Bashir has been forced to watch as his writ over Sudan's vast territory has steadily shrunk. Khartoum has decisively lost the south, with Darfur not far behind. The Nuba Mountains, Sennar, and Blue Nile Province have been centers of militant opposition to the regime for 20 years, while the Beja Tribe of the Red Sea Province in the east, which fought against Bashir in the 1990s, is reportedly on the edge of a new revolt against Khartoum. Bashir's worst fear would be for these pockets of opposition to unite in a grand alliance with civil-society groups in the capital against his rule, a fear that he appears to be trying to stave off by drumming up a war in Abyei and manipulating an election in Southern Kordofan.
How should Washington and its allies respond to Bashir's latest gambit? Immediately after the outbreak of fighting in Abyei, the international community, led by the United States and the African Union, declared its readiness to act as mediator and walk both parties back from the precipice of a new war. But it should not focus only on the latest crisis caused by Khartoum's military adventurism. Bashir's government has mastered the diplomatic art of delay, distraction, and dissembling, tactics that it uses to avoid the real issues behind instability and unrest in Sudan: the brutal and corrupt nature of its rule, the domination of Sudan's resources by three northern Nile River Arab tribes that make up only five percent of the population, and Khartoum's attempt to use violence to impose an Arabist and Islamist identity on a diverse population.

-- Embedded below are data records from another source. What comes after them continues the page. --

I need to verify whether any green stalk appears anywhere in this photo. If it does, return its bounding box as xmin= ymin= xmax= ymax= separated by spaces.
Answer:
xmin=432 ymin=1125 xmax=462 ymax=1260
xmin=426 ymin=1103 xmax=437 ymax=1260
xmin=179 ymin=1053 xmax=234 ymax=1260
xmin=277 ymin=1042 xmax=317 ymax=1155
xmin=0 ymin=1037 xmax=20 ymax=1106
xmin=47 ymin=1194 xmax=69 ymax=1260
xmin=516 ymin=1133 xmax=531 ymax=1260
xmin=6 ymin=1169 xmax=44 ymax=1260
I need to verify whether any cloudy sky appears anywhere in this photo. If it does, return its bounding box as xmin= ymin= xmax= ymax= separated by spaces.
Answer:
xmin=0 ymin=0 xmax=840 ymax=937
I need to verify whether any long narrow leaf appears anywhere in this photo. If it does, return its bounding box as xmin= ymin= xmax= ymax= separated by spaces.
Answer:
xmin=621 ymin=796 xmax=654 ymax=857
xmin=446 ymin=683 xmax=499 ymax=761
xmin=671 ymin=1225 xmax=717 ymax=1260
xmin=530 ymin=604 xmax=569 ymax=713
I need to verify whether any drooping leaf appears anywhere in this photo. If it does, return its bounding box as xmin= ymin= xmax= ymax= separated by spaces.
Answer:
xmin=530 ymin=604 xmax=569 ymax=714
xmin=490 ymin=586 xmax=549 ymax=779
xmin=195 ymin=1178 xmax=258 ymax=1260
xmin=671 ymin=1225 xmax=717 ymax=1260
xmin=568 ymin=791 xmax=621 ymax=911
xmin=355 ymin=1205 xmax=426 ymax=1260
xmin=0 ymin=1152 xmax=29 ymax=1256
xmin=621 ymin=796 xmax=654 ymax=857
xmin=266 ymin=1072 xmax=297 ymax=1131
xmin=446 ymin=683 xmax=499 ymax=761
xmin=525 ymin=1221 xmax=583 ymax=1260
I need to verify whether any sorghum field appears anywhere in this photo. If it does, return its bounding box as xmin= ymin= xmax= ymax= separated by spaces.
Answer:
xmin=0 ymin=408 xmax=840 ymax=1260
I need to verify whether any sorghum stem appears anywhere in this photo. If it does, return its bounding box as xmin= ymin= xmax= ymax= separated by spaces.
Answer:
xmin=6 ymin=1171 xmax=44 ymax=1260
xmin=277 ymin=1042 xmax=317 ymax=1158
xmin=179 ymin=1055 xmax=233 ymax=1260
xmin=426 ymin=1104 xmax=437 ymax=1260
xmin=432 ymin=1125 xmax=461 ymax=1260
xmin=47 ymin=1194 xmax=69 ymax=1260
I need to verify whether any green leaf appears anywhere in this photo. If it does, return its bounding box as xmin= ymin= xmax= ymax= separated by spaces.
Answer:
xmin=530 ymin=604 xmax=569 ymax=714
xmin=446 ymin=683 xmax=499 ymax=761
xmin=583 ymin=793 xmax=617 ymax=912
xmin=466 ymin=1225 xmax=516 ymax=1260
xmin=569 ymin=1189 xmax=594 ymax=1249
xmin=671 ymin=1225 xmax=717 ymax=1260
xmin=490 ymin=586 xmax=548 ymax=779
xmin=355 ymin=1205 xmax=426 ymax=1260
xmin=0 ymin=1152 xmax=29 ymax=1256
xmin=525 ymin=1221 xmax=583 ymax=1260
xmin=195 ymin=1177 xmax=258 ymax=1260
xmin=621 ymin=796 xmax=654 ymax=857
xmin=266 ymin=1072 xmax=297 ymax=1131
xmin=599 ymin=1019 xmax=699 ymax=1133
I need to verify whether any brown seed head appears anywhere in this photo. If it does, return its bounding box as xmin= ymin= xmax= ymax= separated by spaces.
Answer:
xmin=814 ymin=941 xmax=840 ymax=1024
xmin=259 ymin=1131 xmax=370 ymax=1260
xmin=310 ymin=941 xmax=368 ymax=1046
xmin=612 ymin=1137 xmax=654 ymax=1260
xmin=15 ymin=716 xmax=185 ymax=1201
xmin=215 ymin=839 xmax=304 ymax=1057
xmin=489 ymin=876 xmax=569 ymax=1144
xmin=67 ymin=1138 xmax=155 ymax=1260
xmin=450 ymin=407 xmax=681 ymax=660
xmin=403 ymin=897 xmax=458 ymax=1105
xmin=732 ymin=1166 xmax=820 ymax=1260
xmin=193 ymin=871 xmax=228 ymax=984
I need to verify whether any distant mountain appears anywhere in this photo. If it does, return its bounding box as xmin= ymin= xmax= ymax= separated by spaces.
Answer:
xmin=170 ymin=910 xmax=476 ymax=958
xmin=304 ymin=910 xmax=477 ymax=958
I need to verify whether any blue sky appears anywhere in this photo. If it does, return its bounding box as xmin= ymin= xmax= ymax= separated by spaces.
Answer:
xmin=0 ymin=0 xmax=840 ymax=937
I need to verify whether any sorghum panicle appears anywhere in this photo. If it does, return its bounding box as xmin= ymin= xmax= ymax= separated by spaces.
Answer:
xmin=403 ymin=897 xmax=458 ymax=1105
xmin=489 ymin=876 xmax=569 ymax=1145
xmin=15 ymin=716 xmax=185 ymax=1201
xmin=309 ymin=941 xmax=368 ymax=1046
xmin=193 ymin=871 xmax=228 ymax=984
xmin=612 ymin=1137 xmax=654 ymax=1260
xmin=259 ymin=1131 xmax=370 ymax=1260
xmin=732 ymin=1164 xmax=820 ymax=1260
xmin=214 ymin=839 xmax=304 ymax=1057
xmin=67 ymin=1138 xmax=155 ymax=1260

The United States must not let Sudan ignore these larger pathologies by diverting the world's attention to debates about the details of the latest clashes in Abyei. This week, the new and very able U.S. Special Envoy to Sudan, Princeton Lyman, said that the new crisis would make it difficult for the United States to start the process of normalizing relations with Sudan--a carrot promised by the Obama administration if Khartoum allowed the south to secede. The Obama administration may need to take more aggressive initiatives to stop Khartoum's increasing belligerence. In a speech on Wednesday, Bashir insisted that Abyei belonged to the north and rejected pressure from Washington, saying, "We do not want the U.S. carrot and we are not afraid of its stick."
The United States should press for international control of all oil revenues from the Abyei oil fields, the conversion of UN peacekeeping troops to a more aggressive Chapter 7 mandate to intervene militarily in the disputed border region, the negotiation of a bilateral security guarantee between the United States and the new Southern Sudanese government to take effect on July 9, and an international investigation into the election abuses in Southern Kordofan. It may be too late to prevent Bashir's military adventures from igniting a new war, but it is not too late to at least try.